Diesel engine damage

Diesel engine damage

Hello dear engineers,

Could a diesel engine be damaged severely because of back pressure due to non holding check valve? The diesel engine operates a fire water pump.

RE: Diesel engine damage

Explain to the rest of us, where that check valve is in the system and what it's meant to be stopping the back-flow of.

I can guess, but I don't want to guess.

RE: Diesel engine damage

So you mean the engine runs in reverse without fuel going in?

Won't do it good for sure.

Remember - More details = better answers
Also: If you get a response it's polite to respond to it.

RE: Diesel engine damage

It’s a fire water system. The check valve in the pump discharge was found passing and reverse flow is allowed. My question is: Could the diesel engine be damaged because of back pressure?

RE: Diesel engine damage

Your question makes little sense.
why is there reverse flow, if there is - where is it coming from?

It is a capital mistake to theorise before one has data. Insensibly one begins to twist facts to suit theories, instead of theories to suit facts. (Sherlock Holmes - A Scandal in Bohemia.)

RE: Diesel engine damage

It was weekly diesel fire pump check. While the test was running the electrical fire pump was also running. This is where back pressure came from.

RE: Diesel engine damage

Backpressure won't hurt anything unless there was sufficient reverse flow to drive the pump and engine backwards for a period of time.

RE: Diesel engine damage

Thank you all for your responses. Would this back pressure interrupt cooling water circulation towards the engine’s heat exchanger?

RE: Diesel engine damage

Does your engine circulate firefighting water through the heat exchanger? I doubt this to be the case.

RE: Diesel engine damage

Yes the heat exchanger takes its feed from pump discharge and circulates back to pump suction.

RE: Diesel engine damage

Still don't understand, was the electric pump running at the same time as the diesel pump?

If yes what back pressure are you talking about?

It is a capital mistake to theorise before one has data. Insensibly one begins to twist facts to suit theories, instead of theories to suit facts. (Sherlock Holmes - A Scandal in Bohemia.)

RE: Diesel engine damage

Well those weekly dead head fire water tests are designed, IMHO, to simply destroy your pump for sure.

Now what it does to the engine I don't know but the cooling water might increase in temperature as it goes around in a loop...

If the other pump was running at the same time, then when you shut off the diesel pump you might get a sudden stop, but basically everyone here is guessing.

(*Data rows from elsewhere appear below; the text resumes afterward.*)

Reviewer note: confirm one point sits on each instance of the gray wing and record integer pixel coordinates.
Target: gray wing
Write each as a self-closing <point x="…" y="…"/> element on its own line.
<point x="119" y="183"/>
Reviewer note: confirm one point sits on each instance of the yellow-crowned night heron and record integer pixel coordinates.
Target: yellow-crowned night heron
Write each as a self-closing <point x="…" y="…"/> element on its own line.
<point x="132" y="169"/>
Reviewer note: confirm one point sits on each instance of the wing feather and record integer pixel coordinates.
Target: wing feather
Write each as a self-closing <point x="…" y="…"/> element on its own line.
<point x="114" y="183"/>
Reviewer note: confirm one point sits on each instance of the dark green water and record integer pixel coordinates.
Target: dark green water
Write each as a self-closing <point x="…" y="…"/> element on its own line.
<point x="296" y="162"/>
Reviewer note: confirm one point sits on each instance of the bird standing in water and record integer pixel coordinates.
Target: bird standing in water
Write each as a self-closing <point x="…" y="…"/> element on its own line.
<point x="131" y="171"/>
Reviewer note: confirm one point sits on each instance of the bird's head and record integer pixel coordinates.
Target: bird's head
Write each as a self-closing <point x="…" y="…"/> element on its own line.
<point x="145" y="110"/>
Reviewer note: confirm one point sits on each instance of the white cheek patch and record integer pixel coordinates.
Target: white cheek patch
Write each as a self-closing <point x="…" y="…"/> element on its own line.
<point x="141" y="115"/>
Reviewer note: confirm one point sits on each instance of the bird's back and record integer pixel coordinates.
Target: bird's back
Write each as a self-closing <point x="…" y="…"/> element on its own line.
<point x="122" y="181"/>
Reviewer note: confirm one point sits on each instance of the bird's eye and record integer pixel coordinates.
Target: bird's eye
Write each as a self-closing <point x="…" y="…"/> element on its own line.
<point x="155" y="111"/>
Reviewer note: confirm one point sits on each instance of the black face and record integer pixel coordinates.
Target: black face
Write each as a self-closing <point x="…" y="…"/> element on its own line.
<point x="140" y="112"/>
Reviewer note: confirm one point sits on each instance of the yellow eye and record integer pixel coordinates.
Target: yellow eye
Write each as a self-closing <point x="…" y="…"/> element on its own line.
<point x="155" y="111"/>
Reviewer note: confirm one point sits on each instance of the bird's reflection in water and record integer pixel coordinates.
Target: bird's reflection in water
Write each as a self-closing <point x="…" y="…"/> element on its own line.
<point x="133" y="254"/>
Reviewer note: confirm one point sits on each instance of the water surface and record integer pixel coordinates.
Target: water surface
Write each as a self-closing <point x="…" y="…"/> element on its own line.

Post a diagram of the system nd a timeline and description of the operation and we might, just might, get somewhere.

Even if the NRV was passing, it's difficult to see enough flow to be able to turn the diesel pump in reverse. Normally the water would just flow through the pump.

Remember - More details = better answers
Also: If you get a response it's polite to respond to it.

RE: Diesel engine damage

On the diesel engine driven fire pumps I've worked with, the fire pump discharge water supplies the engine cooling water. That flow also provides the minimum flow required by the fire water pump to prevent it from overheating in a deadhead situation.

RE: Diesel engine damage

What actually failed on the diesel engine? Overheat? Reverse rotation? Reverse rotation can absolutely wreck a diesel if sustained. Will wreck the bearings as there is no oil flow. Same with an overheat, not sure if a fire pump engine has an overheat shutdown, there is a good case for it to run to failure in a fire scenario.

RE: Diesel engine damage

I've actually seen a diesel fire pump that ran until it had sucked-up all the water there was, and the engine kept running. And the fire pump supplied the engine cooling water. Someone had shut it down before it failed. The paint on the engine was blistered and peeling a bit when I got there - about 10 minutes after it was shut down. After things were sorted out, we hit the start button the next day, and it fired-up and ran smoothly. We were amazed...

RE: Diesel engine damage

Most FM approved engine drive fire pumps do use heat exchange cooling using fire water as the raw water source. Also these packages, especially single engine pump systems, have no or minimal engine protection shutdowns, with maybe the exception of overspeed.

Have seen an engine damaged by reverse flow due to a check valve not closing, however was on a high rise building with a lot of head, and the supply water coming from a tank, so it had enough energy to rotate the engine backwards after it shutdown, resulting in damage to crankshaft and camshaft bearing. In those type applications normally you would also see a backstop to prevent reverse rotation.

In several systems I worked on over the years systems that tested regular into a "deadhead" circuit, had a shunt line to flow enough raw water to keep the unit from overheating.

FM1333 is the standard for diesel engines driving fire pumps, and is adopted in many countries.

To the OP, need way more info from you to make any kind of determination about your actual problem.